NHacker Next
login
▲Index 1.6B Keys with Automata and Rust (2015)burntsushi.net
47 points by djoldman 4 days ago | 6 comments
Loading comments...
scrubs 8 hours ago [-]
A darn good write up! It's clarity is refreshing. Well well done. Thanks for posting.
stuhood 11 hours ago [-]
An interesting exercise would be to compare this with the (confusingly similarly named) `fsst` string compression strategy: https://github.com/cwida/fsst
VivaTechnics 11 hours ago [-]
Impressive! This approach can be applied to designing a NoSQL database. The flow could probably look something like this? Right?

- The client queries for "alice123". - The Query Engine checks the FST Index for an exact or prefix match. - The FST Index returns a pointer to the location in Data Storage. - Data Storage retrieves and returns the full document to the Query Engine.

yazaddaruvala 5 hours ago [-]
What you’ve described is the foundation of Lucene and as such the foundation of Elastic Search.

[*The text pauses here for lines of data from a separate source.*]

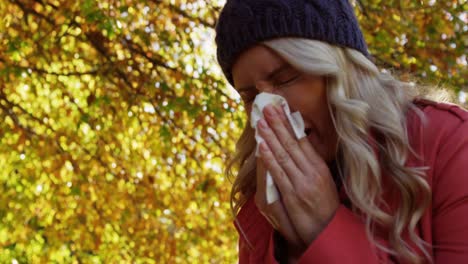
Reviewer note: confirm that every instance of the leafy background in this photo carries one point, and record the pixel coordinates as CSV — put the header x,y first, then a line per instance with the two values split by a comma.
x,y
116,122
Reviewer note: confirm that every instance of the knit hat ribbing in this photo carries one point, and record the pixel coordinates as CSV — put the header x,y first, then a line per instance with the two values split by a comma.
x,y
244,23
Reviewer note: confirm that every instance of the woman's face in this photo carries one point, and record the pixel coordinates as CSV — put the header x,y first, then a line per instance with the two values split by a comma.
x,y
259,69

FSTs are “expensive” to re-optimize and so it’s typically done “without writes”. So the database would need some workaround for that low write throughput.

To save you the time thinking about it: The only extra parts you’re missing are what Lucene calls segments and merge operations. Those decisions obviously have some tradeoffs (in Lucene’s case the tradeoff is CRUD).

There are easily another 100 ways to be creative in these tradeoffs depending on your specific need. However, I wouldn’t be surprised if the super majority of databases’ indexing implementations are roughly similar.

sa-code 4 hours ago [-]
Lucene's WFST is an insanely good and underappreciated in-process key value store. Assuming that you're okay with a 1 hour lag on your data.

Keyvi is also interesting in this regard

yorwba 5 hours ago [-]
That wouldn't be a good idea in most cases due to reasons laid out in the "Not a general-purpose data structure" section. https://burntsushi.net/transducers/#not-a-general-purpose-da...